XX. UN WEEK-END SOUS LE SOLEIL CRUEL

         Le soleil s’était levé sur la villa, ses rayons dorés filtrant à travers les oliviers pour caresser la pierre chaude. Alice ouvrit les yeux à 9h, surprise par l’heure tardive – elle et Marie avaient dormi profondément, bercées par le vin et leurs ébats de la veille. Elle se redressa dans le lit, nue sous un drap léger, et tapota l’épaule de Marie, qui grogna avant de sourire, encore ensommeillée. « On a abusé, » murmura Alice, un rire dans la voix. « Mais quel pied. » Marie s’étira, ses cheveux en bataille encadrant son visage. « La meilleure nuit depuis longtemps, » répondit-elle, un éclat complice dans les yeux.
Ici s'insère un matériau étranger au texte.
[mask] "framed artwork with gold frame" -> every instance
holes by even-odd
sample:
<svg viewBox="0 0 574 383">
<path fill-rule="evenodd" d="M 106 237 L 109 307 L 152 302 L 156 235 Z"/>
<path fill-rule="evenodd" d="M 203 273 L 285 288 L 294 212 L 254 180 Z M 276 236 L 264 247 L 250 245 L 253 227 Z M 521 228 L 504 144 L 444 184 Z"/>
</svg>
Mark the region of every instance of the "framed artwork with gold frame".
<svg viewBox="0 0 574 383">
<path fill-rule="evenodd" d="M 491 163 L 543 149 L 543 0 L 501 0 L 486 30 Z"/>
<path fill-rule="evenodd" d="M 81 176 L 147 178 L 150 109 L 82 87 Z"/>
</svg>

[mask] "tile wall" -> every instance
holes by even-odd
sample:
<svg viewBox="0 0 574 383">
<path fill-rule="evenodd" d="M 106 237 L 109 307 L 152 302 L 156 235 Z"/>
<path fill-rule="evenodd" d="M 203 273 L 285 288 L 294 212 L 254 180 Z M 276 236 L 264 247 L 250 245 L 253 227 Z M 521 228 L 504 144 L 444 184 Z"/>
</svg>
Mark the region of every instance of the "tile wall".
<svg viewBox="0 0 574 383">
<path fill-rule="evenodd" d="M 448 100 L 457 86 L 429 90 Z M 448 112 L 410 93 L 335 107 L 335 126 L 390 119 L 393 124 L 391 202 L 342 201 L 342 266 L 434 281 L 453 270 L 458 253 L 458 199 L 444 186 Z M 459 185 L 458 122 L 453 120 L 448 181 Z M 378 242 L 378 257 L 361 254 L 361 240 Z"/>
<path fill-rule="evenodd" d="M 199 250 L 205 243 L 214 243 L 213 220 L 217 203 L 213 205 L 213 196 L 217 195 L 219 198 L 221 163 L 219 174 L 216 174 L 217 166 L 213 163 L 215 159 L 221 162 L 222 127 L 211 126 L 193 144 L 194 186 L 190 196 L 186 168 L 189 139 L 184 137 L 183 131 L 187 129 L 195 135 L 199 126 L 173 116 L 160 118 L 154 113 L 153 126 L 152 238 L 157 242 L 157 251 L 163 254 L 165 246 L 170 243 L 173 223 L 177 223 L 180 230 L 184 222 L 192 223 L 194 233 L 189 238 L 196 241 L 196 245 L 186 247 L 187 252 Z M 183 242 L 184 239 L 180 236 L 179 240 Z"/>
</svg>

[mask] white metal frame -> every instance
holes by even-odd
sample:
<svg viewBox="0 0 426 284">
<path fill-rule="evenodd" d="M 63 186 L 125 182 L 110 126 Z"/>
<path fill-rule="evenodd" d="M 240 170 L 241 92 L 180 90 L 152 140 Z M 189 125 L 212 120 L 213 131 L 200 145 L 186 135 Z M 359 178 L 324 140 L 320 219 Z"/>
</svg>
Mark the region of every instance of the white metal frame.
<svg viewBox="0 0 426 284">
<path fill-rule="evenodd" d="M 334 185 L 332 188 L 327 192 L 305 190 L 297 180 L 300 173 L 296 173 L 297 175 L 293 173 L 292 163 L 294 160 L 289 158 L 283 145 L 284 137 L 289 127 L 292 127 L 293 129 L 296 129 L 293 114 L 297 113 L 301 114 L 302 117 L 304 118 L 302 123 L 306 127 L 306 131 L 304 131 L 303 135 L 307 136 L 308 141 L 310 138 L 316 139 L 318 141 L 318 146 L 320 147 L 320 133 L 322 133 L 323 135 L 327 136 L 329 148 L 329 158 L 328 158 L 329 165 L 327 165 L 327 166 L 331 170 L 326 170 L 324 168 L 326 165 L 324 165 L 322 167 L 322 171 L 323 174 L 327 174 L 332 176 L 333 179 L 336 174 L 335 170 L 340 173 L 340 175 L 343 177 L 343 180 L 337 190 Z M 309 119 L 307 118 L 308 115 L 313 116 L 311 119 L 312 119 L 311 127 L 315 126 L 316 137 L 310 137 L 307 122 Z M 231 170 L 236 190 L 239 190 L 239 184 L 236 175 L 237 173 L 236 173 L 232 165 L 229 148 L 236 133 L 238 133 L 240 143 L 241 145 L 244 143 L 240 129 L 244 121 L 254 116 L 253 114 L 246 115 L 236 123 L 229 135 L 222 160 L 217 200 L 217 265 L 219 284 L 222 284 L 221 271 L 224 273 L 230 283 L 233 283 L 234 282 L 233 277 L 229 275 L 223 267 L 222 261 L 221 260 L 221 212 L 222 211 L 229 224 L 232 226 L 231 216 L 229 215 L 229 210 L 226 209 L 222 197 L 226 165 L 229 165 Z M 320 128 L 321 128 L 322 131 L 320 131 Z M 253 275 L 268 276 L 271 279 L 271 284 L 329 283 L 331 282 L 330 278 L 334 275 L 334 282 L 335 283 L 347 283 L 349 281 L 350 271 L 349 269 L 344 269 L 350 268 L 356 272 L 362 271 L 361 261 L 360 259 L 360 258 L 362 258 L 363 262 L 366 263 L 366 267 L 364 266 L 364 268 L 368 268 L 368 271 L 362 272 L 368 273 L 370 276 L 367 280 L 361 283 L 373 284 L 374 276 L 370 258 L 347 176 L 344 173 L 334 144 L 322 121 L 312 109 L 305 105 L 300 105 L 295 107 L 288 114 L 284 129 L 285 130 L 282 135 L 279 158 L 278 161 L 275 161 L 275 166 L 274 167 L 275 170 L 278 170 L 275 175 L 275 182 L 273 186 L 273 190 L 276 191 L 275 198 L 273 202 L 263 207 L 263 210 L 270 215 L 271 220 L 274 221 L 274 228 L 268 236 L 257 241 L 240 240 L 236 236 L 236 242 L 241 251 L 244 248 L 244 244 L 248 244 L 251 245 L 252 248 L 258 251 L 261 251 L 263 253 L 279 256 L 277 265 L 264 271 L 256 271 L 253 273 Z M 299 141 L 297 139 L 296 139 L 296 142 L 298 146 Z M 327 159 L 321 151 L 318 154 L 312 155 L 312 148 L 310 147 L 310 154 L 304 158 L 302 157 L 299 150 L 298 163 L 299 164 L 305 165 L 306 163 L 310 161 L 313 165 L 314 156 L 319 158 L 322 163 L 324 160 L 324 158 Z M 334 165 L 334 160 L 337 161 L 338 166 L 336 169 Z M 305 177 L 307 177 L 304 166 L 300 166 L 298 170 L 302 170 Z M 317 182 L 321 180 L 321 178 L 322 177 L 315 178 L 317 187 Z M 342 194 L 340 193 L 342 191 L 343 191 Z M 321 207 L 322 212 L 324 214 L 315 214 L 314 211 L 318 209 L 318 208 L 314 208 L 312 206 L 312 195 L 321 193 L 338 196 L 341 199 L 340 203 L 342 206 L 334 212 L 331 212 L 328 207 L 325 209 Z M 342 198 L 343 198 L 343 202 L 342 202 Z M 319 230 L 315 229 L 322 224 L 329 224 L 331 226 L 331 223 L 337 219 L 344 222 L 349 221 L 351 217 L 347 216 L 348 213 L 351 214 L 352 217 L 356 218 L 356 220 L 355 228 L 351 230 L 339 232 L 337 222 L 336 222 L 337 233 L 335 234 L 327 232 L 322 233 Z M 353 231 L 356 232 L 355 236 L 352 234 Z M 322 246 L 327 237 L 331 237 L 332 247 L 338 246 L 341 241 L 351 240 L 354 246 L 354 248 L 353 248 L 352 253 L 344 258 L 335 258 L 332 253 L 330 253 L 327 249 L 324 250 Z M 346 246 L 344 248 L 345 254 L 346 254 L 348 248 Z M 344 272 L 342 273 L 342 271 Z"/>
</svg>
         Le premier réflexe d’Alice fut de penser à Nicolas. « Faut aller détacher le chien, » dit-elle, enfilant une robe de chambre en soie blanche. Elle traversa la villa pieds nus, sortant dans le jardin où la niche en pierre se dressait au fond, à l’ombre d’un citronnier. Nicolas était là, attaché au crochet, nu sur un vieux tapis de chien, le bâillon-gode encore sanglé à son visage, la culotte sale d’Alice toujours dans sa bouche. Il avait attendu toute la nuit, immobile, les yeux rougis par le manque de sommeil et la douleur. Elle s’approcha, tirant sur la laisse pour le libérer, mais recula d’un pas, une grimace de dégoût sur le visage. « Tu pues, » lâcha-t-elle, cinglante. L’odeur était âcre – sueur, semence séchée, sécrétions mêlées au tissu souillé – un mélange nauséabond qui la fit froncer le nez.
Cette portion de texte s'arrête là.